Datum uitspraak:
Datum publicatie:
Rechtsgebied:
Zaaknummer:
Soort procedure:

Inhoudsindicatie:

RWNL

Uitspraak



RECHTBANK ZEELAND-WEST-BRABANT

Zittingsplaats Breda

Bestuursrecht

zaaknummer: BRE 19/6420 RWNL

uitspraak van de enkelvoudige kamer van 19 januari 2022 in de zaak tussen

[naam eiser] , te [plaatsnaam] , eiser,

gemachtigde: mr. P.J. van den Hoogen,

en

de staatssecretaris van Justitie en Veiligheid, verweerder.

Procesverloop

In het besluit van 9 augustus 2019 (primaire besluit) heeft de staatssecretaris eisers verzoek om (mede)naturalisatie afgewezen.

In het besluit van 28 november 2019 (bestreden besluit) heeft de staatssecretaris het bezwaar van eiser tegen het primaire besluit ongegrond verklaard.

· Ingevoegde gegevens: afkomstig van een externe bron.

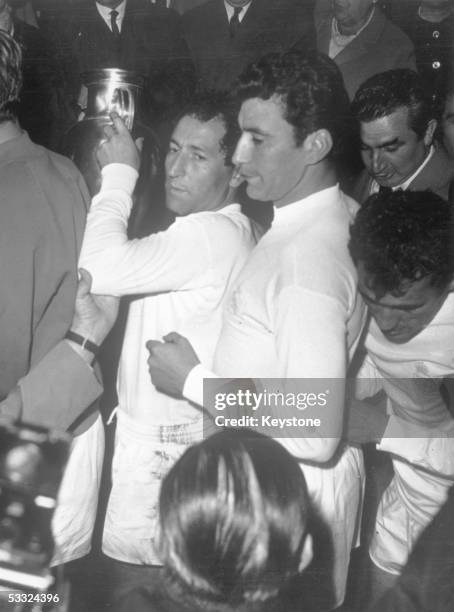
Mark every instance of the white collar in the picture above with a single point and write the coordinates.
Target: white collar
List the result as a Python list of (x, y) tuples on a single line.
[(342, 39), (105, 11), (420, 168), (375, 186), (231, 10)]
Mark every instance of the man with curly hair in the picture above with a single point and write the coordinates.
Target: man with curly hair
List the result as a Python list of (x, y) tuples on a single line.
[(403, 246), (397, 122)]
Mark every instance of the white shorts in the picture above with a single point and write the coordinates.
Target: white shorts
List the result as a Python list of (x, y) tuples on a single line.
[(75, 514), (143, 455)]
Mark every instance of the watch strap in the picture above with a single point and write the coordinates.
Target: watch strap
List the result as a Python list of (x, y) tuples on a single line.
[(84, 342)]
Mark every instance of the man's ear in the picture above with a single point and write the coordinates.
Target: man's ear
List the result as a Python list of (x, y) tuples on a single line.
[(307, 554), (317, 146), (430, 131)]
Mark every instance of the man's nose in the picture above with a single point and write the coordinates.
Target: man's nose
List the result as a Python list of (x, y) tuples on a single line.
[(176, 164), (242, 151), (377, 161)]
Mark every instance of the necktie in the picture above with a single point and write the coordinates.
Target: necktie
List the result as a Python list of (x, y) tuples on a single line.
[(234, 23), (114, 24), (386, 190)]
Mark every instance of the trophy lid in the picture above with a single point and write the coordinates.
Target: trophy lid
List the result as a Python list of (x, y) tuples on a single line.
[(113, 76)]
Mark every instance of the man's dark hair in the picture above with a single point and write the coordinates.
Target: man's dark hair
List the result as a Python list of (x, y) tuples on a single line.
[(310, 87), (404, 236), (206, 105), (386, 92), (10, 75)]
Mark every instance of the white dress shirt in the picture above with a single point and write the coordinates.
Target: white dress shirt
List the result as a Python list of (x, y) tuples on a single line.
[(296, 313), (231, 11), (375, 187), (419, 434)]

Eiser heeft tegen het bestreden besluit beroep ingesteld.

De staatssecretaris heeft een verweerschrift ingediend.

Het beroep is besproken op de zitting van de rechtbank op 30 september 2020.

Hierbij waren eiser en zijn gemachtigde aanwezig. Namens de staatssecretaris was niemand aanwezig.

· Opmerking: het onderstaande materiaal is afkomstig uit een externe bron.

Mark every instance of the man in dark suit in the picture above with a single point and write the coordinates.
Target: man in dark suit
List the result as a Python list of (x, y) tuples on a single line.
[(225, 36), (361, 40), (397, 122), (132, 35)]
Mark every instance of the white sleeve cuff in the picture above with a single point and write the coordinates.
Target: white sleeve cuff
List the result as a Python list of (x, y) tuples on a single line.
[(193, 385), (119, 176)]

Op 7 oktober 2020 heeft de rechtbank het onderzoek heropend en de staatssecretaris verzocht om een reactie.

De rechtbank heeft het onderzoek op 8 december 2021 gesloten.

Overwegingen

Feiten

1. Eiser heeft op 29 augustus 2017 een verzoek om naturalisatie, mede namens zijn minderjarige kinderen [naam kind 1] , [naam kind 2] en [naam kind 3] , ingediend bij de gemeente Oisterwijk.

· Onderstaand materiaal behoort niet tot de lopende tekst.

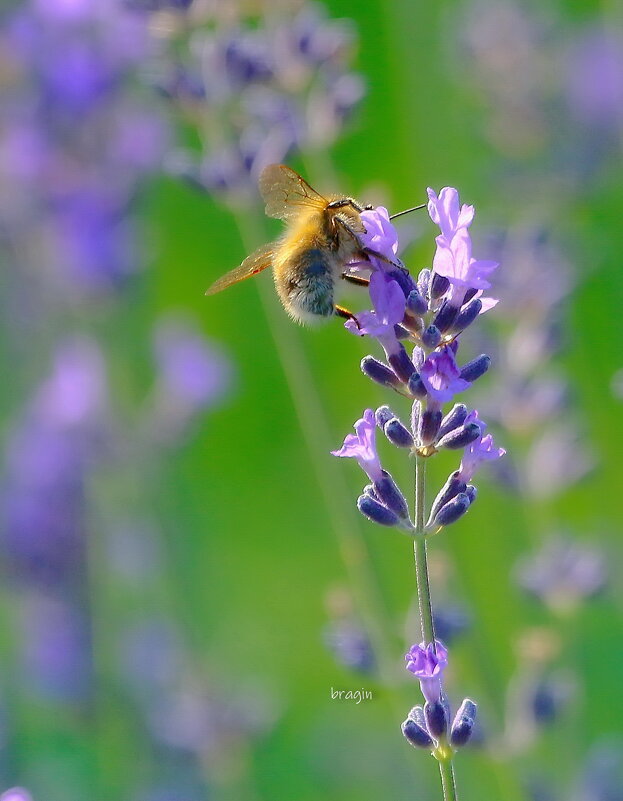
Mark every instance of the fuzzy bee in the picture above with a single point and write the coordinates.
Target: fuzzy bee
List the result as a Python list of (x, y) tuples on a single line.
[(322, 238)]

In de brief van 26 april 2019 heeft de staatssecretaris aangegeven dat het verzoek van eiser niet volledig was en dat er nog een gelegaliseerde of van apostille voorziene geboorteakte en een geldig buitenlandse reisdocument moet worden ingezonden dan wel stukken waaruit blijkt dat eiser deze documenten niet kan krijgen van de autoriteiten in zijn land van herkomst. Eiser kan ook bewijsstukken laten zien waaruit blijkt dat hij al het mogelijke heeft gedaan om in het bezit te komen van deze documenten. Eiser diende uiterlijk 26 juli 2019 de gevraagde documenten of bewijsstukken in te zenden.

Eiser heeft een verklaring van de ‘Municipality of Ferizaj’ van de Republiek Kosovo, gedateerd 18 juni 2019, overgelegd.

Bij besluit van 9 augustus 2019 (primair besluit) heeft de staatssecretaris eisers aanvraag om (mede)naturalisatie afgewezen. Daarbij heeft de staatssecretaris opgemerkt dat eiser geen gelegaliseerde geboorteakte of geldig buitenlands reisdocument heeft overgelegd. Er is volgens staatssecretaris ook geen sprake van bewijsnood. Eisers identiteit en nationaliteit kunnen volgens de staatssecretaris niet worden vastgesteld. De hardheidsclausule biedt geen mogelijkheid tot afwijking van de voorwaarden.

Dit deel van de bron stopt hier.